USAF Might Be Shooting Down Hobbyist Balloons 2023-02-17 10:00:00

New submitter kalieaire writes: Steve Trimble of Aviation week reports that a Hobby Club’s missing ballon might have been inadvertently targeted as a malicious UFO and subsequently shot down. When Scientific Balloon Solutions (SBS) company founder, Ron Meadows, reached out to Gov’t resources at the FBI and DoD, they were brushed off. “I’m guessing probably they were pico balloons,” said Tom Medlin, a retired FedEx engineer and co-host of the Amateur Radio Roundtable show. Merlin has three pico balloons in flight in the Northern and Southern hemispheres. According to Trimble, the description of all three UFOs shot down during 2/10-12 match the description of pico balloon models which can be purchased for $12-180 each, depending on the type. “Launching high-altitude, circumnavigational pico balloons has emerged only within the past decade,” writes Trimble. He continues: Meadows and his son Lee discovered it was possible to calculate the amount of helium gas necessary to make a common latex balloon neutrally buoyant at altitudes above 43,000 ft. The balloons carry an 11-gram tracker on a tether, along with HF and VHF/UHF antennas to update their positions to ham radio receivers around the world. At any given moment, several dozen such balloons are aloft, with some circling the globe several times before they malfunction or fail for other reasons. The launch teams seldom recover their balloons.
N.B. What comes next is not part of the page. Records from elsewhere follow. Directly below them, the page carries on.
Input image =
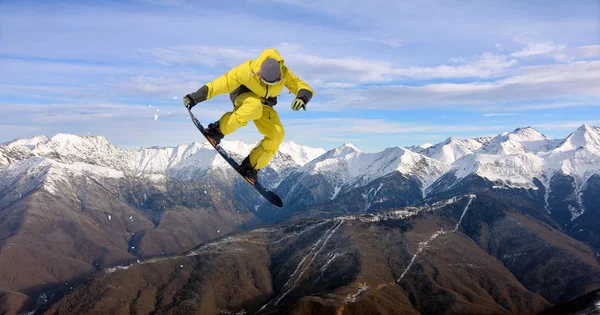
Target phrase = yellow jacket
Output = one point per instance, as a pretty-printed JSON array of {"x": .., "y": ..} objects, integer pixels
[{"x": 247, "y": 74}]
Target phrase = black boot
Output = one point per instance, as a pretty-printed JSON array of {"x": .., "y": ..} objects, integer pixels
[
  {"x": 214, "y": 133},
  {"x": 248, "y": 171}
]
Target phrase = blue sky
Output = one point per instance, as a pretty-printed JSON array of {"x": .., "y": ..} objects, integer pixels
[{"x": 385, "y": 73}]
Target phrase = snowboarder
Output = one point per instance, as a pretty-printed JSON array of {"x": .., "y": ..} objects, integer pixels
[{"x": 253, "y": 88}]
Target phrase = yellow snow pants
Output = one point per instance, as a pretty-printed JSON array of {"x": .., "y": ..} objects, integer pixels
[{"x": 248, "y": 106}]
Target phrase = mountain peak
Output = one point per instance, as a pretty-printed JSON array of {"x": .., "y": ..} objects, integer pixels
[
  {"x": 426, "y": 145},
  {"x": 529, "y": 132},
  {"x": 28, "y": 142},
  {"x": 349, "y": 146}
]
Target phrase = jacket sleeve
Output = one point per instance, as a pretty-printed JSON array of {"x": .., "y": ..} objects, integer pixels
[
  {"x": 225, "y": 83},
  {"x": 297, "y": 86}
]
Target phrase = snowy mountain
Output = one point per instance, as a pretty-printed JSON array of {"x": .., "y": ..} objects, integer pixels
[
  {"x": 453, "y": 149},
  {"x": 84, "y": 203}
]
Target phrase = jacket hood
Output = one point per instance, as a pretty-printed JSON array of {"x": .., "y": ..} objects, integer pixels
[{"x": 267, "y": 53}]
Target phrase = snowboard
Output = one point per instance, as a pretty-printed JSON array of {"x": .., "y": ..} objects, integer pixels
[{"x": 272, "y": 197}]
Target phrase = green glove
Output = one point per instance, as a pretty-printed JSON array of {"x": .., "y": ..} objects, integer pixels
[
  {"x": 188, "y": 102},
  {"x": 297, "y": 104}
]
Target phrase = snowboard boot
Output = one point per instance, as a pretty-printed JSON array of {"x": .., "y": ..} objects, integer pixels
[
  {"x": 248, "y": 171},
  {"x": 214, "y": 134}
]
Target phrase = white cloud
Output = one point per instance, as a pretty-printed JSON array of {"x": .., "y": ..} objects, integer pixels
[{"x": 498, "y": 114}]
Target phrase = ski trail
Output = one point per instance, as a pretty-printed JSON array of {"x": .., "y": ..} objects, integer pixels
[
  {"x": 322, "y": 270},
  {"x": 425, "y": 244},
  {"x": 299, "y": 233},
  {"x": 462, "y": 216},
  {"x": 328, "y": 236},
  {"x": 297, "y": 274},
  {"x": 422, "y": 247},
  {"x": 361, "y": 289}
]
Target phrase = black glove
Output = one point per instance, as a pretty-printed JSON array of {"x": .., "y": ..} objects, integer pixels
[{"x": 188, "y": 102}]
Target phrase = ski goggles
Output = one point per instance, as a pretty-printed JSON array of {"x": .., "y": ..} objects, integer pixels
[{"x": 269, "y": 82}]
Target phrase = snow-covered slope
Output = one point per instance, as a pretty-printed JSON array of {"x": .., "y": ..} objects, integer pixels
[
  {"x": 186, "y": 162},
  {"x": 346, "y": 167},
  {"x": 578, "y": 155},
  {"x": 522, "y": 140},
  {"x": 299, "y": 153},
  {"x": 453, "y": 149}
]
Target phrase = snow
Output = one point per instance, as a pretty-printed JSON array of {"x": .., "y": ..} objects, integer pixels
[
  {"x": 516, "y": 170},
  {"x": 29, "y": 143},
  {"x": 422, "y": 246},
  {"x": 345, "y": 167}
]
The balloons can come in several forms. Some enthusiasts still use common, Mylar party balloons, with a set of published calculations to determine the amount of gas to inject. But the round-shaped Mylar balloons often are unable to ascend higher than 20,000-30,000 ft., so some pico balloonists have upgraded to different materials. […] In fact, the pico balloons weigh less than 6 lb. and therefore are exempt from most FAA airspace restrictions, Meadows and Medlin said. Three countries — North Korea, Yemen and the UK — restrict transmissions from balloons in their airspace, so the community has integrated geofencing software into the tracking devices. The balloons still overfly the countries, but do not transmit their positions over their airspace.

On Feb. 15, NSC spokesman John Kirby told reporters all three objects “could just be balloons tied to some commercial or benign purpose,” but he did not mention the possibility of pico balloons.